Search engine indexing
Search engine indexing is the collecting, parsing, and storing of data to facilitate fast and accurate information retrieval. Index design incorporates interdisciplinary concepts from linguistics, cognitive psychology, mathematics, informatics, and computer science. An alternate name for the process, in the context of search engines designed to find web pages on the Internet, is web indexing.
Popular search engines focus on the full-text indexing of online, natural language documents. Media types such as pictures, video, audio, and graphics are also searchable.
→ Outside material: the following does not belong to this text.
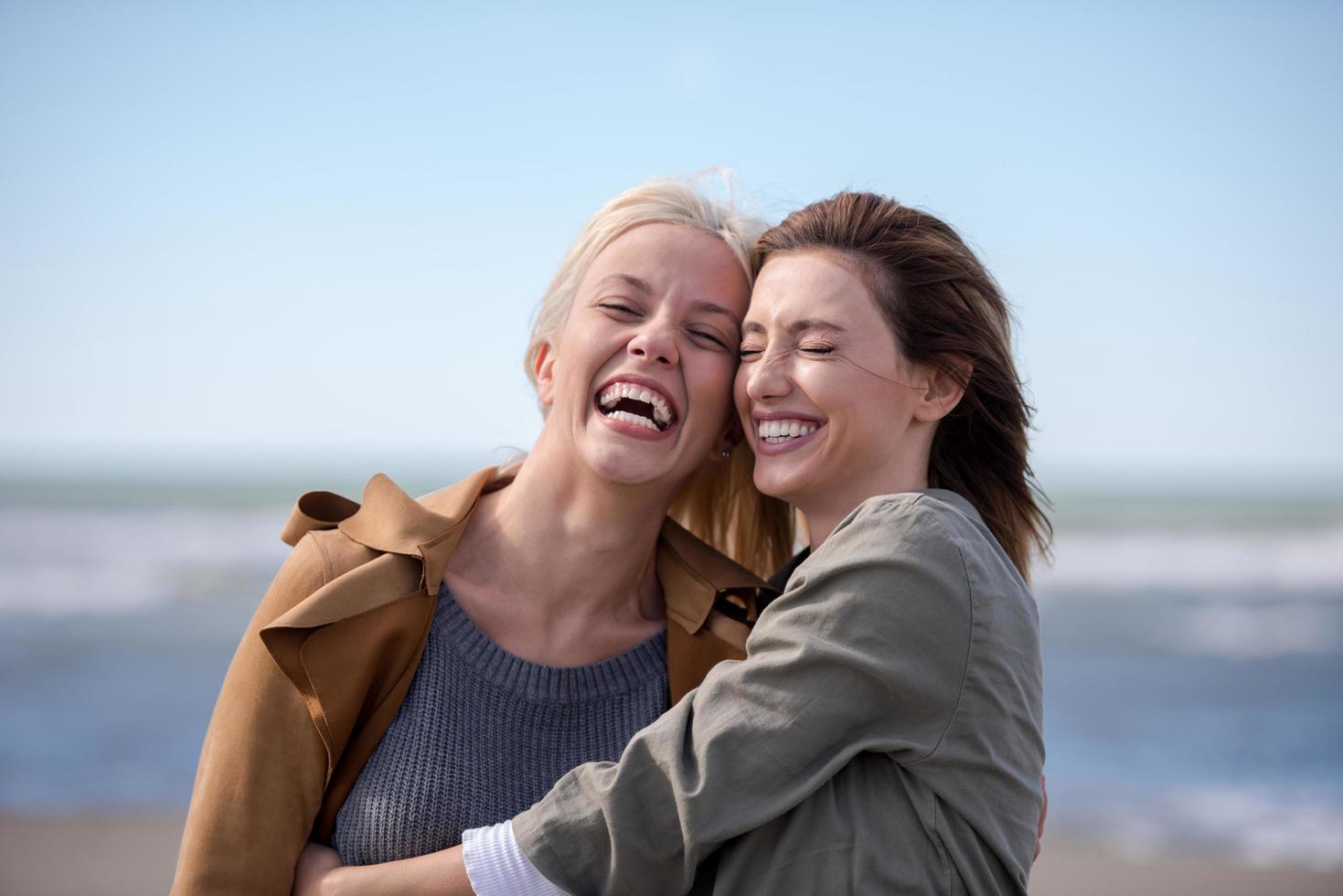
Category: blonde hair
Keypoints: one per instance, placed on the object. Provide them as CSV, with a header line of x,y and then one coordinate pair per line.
x,y
719,503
Meta search engines reuse the indices of other services and do not store a local index whereas cache-based search engines permanently store the index along with the corpus. Unlike full-text indices, partial-text services restrict the depth indexed to reduce index size. Larger services typically perform indexing at a predetermined time interval due to the required time and processing costs, while agent-based search engines index in real time.
Indexing
The purpose of storing an index is to optimize speed and performance in finding relevant documents for a search query. Without an index, the search engine would scan every document in the corpus, which would require considerable time and computing power. For example, while an index of 10,000 documents can be queried within milliseconds, a sequential scan of every word in 10,000 large documents could take hours. The additional computer storage required to store the index, as well as the considerable increase in the time required for an update to take place, are traded off for the time saved during information retrieval.Index design factors
Major factors in designing a search engine's architecture include:; Merge factors: How data enters the index, or how words or subject features are added to the index during text corpus traversal, and whether multiple indexers can work asynchronously. The indexer must first check whether it is updating old content or adding new content. Traversal typically correlates to the data collection policy. Search engine index merging is similar in concept to the SQL Merge command and other merge algorithms.
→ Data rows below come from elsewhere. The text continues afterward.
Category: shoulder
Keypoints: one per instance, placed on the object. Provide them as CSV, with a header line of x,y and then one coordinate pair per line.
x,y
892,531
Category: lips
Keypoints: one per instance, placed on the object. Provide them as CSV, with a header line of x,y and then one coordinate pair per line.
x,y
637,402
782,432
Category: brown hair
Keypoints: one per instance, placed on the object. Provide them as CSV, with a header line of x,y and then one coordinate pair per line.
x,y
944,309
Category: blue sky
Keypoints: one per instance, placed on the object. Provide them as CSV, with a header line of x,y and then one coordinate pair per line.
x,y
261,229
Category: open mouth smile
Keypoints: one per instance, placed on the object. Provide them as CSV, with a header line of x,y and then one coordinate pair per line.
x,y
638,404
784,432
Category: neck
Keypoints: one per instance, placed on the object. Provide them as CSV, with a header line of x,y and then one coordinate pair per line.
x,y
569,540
; Storage techniques: How to store the index data, that is, whether information should be data compressed or filtered.
; Index size: How much computer storage is required to support the index.
; Lookup speed: How quickly a word can be found in the inverted index. The speed of finding an entry in a data structure, compared with how quickly it can be updated or removed, is a central focus of computer science.
; Maintenance: How the index is maintained over time.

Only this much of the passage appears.